Enterprise Architecture
Problem – Advanced Enterprise Information Architectures Must Include All Information Assets
While the enterprise data warehouse is often the primary source for significant volumes of enterprise information, other sources are also critical today. This has the potential to increase in the future, as data grows exponentially and complexity continues unabashed. Increasingly enterprises are seeking unified ways to integrate warehouse and other data in an enterprise-wide information architecture. According to Forrester Research, “new architectural approaches such as information-as-a-service (IaaS) have emerged to provide flexible, real-time, service-oriented data integration and data-quality capabilities that support both structured data and unstructured content, delivering a true information integration platform.”

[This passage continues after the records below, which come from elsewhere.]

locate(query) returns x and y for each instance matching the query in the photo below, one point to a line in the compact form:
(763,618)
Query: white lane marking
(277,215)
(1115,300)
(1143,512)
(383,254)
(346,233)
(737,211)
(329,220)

Solution – Integrate Data Warehouses into Enterprise Information Architectures
Composite Data virtualization integrates data warehouses into an unified enterprise information architecture. The data virtualization middleware forms an enterprise data virtualization layer that is home to a logical schema covering multiple consolidated and virtual sources in a consistent and complete fashion. In design, developers use data virtualization design tools to develop these semantic abstractions in the form of web services or relational views. At run time, end user-level applications, reports or mash-ups can call these web data services on demand to query, federate, abstract and deliver the requested data to these information consumers.

Integrating Data Warehouses into an Enterprise Data Virtualization Architecture
Selected Examples
- Virtualizing Refinery Data Enterprise-wide – To provide disparate data warehouse and operational data from more than a dozen refineries to diverse technical and business user communities globally, this energy company deployed Composite data virtualization on an enterprise scale. This common approach allowed them to increase refinery yields, proactively maintain equipment, and comply with a myriad of regulations more consistently for less.
- Sharing Intelligence Data across Government Agency Boundaries – To enable intelligence analysts to use information from other agencies and better control threats, multiple government agencies leverage a common Composite data virtualization layer. This allows other agencies such as the Drug Enforcement Administration and the Immigration and Naturalization Service to access passenger, crew and manifest data from a U.S. Coast Guard port arrivals data warehouse, for example.